At Figma, these champions often:
- Started as individuals using Figma for personal projects
- Gradually introduced it to their team
- Led the charge to get their company to officially adopt it
- Reached out to Figma sales themselves, asking "How do I get security to approve this?"
How It Works
Why Love Matters:
Users won't put their reputation on the line for products they merely "like." The bar for advocacy is much higher than the bar for usage. Champions need:
- Deep confidence the product will work for their team
- Belief that adoption will make them look good, not foolish
- Strong enough conviction to overcome organizational friction
- Personal investment in the product's success
How Champions Emerge:
Patient Zero - One person starts using the product, often in a small pocket of the organization
Team Adoption - They convince their immediate team to try it, usually through organic collaboration (sharing a file, demoing in a meeting)

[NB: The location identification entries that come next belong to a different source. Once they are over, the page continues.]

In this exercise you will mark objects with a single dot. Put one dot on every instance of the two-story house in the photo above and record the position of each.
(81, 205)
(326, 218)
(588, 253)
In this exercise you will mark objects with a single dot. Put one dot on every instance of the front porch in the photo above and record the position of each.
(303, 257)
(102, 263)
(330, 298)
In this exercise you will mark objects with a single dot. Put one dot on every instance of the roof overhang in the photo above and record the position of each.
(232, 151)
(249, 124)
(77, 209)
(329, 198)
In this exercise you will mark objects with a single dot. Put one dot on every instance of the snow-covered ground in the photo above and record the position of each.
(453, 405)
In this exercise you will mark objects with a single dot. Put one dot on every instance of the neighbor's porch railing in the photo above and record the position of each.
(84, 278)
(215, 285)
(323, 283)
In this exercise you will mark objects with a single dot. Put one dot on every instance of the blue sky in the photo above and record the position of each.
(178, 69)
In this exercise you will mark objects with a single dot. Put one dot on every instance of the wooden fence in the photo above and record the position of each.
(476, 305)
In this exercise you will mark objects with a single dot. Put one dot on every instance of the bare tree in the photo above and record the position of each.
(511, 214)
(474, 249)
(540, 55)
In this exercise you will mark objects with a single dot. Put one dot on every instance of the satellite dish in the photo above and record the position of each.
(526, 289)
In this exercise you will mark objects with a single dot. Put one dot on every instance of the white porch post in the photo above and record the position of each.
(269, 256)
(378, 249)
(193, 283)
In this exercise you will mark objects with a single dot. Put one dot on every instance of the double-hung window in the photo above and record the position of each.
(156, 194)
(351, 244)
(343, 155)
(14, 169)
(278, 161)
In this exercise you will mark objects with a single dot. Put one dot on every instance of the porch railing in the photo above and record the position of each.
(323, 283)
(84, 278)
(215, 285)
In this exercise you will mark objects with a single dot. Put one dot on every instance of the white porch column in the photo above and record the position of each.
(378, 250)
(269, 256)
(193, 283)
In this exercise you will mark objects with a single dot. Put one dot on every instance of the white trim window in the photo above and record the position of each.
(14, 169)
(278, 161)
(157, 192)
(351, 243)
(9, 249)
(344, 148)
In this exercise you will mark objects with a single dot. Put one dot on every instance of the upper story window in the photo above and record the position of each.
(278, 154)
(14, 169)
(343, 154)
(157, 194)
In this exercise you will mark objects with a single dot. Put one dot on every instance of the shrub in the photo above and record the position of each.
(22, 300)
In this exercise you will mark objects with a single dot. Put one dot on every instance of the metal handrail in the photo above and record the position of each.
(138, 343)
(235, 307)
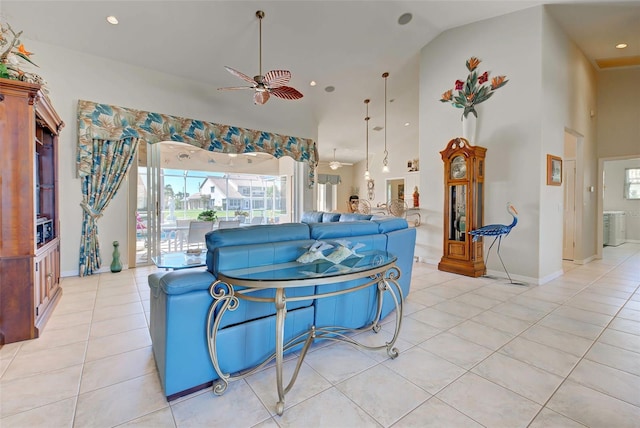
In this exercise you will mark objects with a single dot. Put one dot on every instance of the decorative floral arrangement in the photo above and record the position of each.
(13, 54)
(474, 90)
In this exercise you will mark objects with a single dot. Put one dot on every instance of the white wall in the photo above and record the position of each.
(549, 79)
(72, 76)
(613, 195)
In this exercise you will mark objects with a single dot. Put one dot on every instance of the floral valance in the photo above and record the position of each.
(107, 122)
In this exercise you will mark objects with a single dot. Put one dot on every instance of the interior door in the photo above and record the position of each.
(569, 229)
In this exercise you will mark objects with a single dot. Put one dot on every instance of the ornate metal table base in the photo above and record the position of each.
(227, 298)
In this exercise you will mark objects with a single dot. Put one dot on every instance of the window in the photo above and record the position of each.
(632, 183)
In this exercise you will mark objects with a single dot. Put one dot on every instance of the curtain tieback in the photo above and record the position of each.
(92, 213)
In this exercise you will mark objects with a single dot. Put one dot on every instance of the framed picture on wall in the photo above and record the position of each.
(554, 170)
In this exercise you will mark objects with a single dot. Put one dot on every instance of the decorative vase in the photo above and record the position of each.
(116, 266)
(469, 127)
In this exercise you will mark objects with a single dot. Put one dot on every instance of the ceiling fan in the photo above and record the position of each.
(334, 164)
(274, 82)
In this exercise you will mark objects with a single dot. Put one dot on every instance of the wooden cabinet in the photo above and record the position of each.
(29, 218)
(463, 207)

Cross-Org Spread - The product spreads to adjacent teams through collaboration touch points
Formalization Push - The champion reaches out to get official buy-in (security approval, procurement, enterprise features)
Visualizing Champion Networks:
Figma built node graph tools to visualize how products spread through organizations. These showed:
- Clusters of users (usually teams)
- Lines connecting clusters through collaboration invites
- The "patient zero" at the center of each cluster
- How one person's invite created a new cluster in a different part of the org
How to Apply It
Identify Your Champions Early
- Who's at the center of your organizational node graphs?
- Who's invited the most people?
- Who's reached out asking to upgrade their whole company?
Help Them Succeed
- Give them materials to share internally (case studies, ROI data)
- Remove blockers they face (security questionnaires, compliance docs)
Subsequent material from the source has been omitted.